Auch wenn du Mehrlinge bekommst, hast du für jedes einzelne Kind Anspruch auf bis zu drei Jahre Elternzeit. Dabei kann sich die Elternzeit für mehrere Kinder allerdings nicht beliebig überschneiden oder verteilen, sondern muss hintereinander genommen werden. Eine Übertragung ist möglich: Die übertragbaren 12 Monate können beliebig aus den 36 Gesamtmonaten ausgewählt werden.

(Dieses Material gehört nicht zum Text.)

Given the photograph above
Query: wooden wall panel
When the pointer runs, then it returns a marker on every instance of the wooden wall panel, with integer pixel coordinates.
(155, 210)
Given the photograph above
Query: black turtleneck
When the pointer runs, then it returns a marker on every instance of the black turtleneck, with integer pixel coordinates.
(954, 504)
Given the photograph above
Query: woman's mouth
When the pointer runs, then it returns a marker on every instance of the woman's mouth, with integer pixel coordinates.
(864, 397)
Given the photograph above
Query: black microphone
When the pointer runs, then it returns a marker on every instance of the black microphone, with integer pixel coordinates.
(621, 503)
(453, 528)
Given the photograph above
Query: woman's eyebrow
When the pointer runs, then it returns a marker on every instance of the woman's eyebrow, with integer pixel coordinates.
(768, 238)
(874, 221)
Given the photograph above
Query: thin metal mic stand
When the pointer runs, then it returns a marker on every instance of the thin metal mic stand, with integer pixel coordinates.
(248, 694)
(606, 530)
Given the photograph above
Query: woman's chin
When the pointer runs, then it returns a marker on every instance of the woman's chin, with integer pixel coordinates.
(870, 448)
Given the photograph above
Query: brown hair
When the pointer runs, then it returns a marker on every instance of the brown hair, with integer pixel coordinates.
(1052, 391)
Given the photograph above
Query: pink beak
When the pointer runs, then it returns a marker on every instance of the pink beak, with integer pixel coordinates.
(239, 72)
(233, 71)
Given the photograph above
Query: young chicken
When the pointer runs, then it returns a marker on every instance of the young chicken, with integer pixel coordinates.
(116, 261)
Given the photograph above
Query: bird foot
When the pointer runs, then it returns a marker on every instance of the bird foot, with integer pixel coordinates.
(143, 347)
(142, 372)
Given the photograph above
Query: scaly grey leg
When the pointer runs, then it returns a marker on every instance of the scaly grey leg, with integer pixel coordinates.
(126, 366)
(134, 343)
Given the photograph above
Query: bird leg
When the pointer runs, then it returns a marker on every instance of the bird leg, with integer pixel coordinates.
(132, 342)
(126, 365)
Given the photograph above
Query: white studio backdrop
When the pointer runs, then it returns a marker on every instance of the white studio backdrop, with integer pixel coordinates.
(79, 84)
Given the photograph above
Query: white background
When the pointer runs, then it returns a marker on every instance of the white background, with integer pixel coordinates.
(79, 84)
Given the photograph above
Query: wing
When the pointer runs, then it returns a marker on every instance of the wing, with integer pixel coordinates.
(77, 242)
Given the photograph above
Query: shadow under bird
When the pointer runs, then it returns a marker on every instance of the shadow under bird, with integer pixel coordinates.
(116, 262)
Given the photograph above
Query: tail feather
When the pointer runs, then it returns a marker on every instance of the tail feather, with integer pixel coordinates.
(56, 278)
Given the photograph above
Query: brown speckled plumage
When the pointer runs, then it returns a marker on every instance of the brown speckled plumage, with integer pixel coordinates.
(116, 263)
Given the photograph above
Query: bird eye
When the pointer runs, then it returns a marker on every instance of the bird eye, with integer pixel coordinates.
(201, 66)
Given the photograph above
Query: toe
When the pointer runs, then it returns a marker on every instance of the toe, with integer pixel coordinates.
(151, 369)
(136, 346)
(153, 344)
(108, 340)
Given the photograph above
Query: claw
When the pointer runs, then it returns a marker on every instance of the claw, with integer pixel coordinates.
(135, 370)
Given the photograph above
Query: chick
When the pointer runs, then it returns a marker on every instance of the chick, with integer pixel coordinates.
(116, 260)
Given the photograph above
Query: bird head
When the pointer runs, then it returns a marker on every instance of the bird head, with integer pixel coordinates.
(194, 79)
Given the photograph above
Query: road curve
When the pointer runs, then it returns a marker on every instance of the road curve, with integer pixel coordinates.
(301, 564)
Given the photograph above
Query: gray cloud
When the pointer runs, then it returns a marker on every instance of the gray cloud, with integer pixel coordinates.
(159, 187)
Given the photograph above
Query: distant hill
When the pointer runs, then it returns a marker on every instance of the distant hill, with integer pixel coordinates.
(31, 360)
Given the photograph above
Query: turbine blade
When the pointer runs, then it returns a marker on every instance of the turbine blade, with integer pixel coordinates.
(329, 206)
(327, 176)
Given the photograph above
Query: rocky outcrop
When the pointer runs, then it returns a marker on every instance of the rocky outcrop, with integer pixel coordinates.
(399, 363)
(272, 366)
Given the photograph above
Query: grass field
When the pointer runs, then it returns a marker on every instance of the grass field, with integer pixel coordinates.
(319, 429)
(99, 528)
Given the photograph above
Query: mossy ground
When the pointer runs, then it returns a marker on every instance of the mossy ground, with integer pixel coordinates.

Beispiel: Bei Zwillingen beläuft sich die Elternzeit auf bis zu fünf Jahre – da ja zwei der drei Jahre Elternzeit bis zum dritten Geburtstag des Kindes genommen werden müssen, verfällt bei Zwillingsgeburten automatisch ein Jahr Zeitguthaben. Denn innerhalb der ersten drei Lebensjahre deiner zwei Kinder können nicht die rechnerisch möglichen vier Jahre Elternzeit genommen werden. Zusammen mit den 2x12 übertragbaren Monaten ergeben sich dann die fünf Jahre Elternzeitmaximum bei Zwillingen.

Was gilt bei einem plötzlichen Tod des Kindes?

Sollte dein Kind während der Elternzeit versterben, endet die Elternzeit spätestens drei Wochen nach dem Tod deines Kindes. Danach musst du deine Arbeit wieder aufnehmen.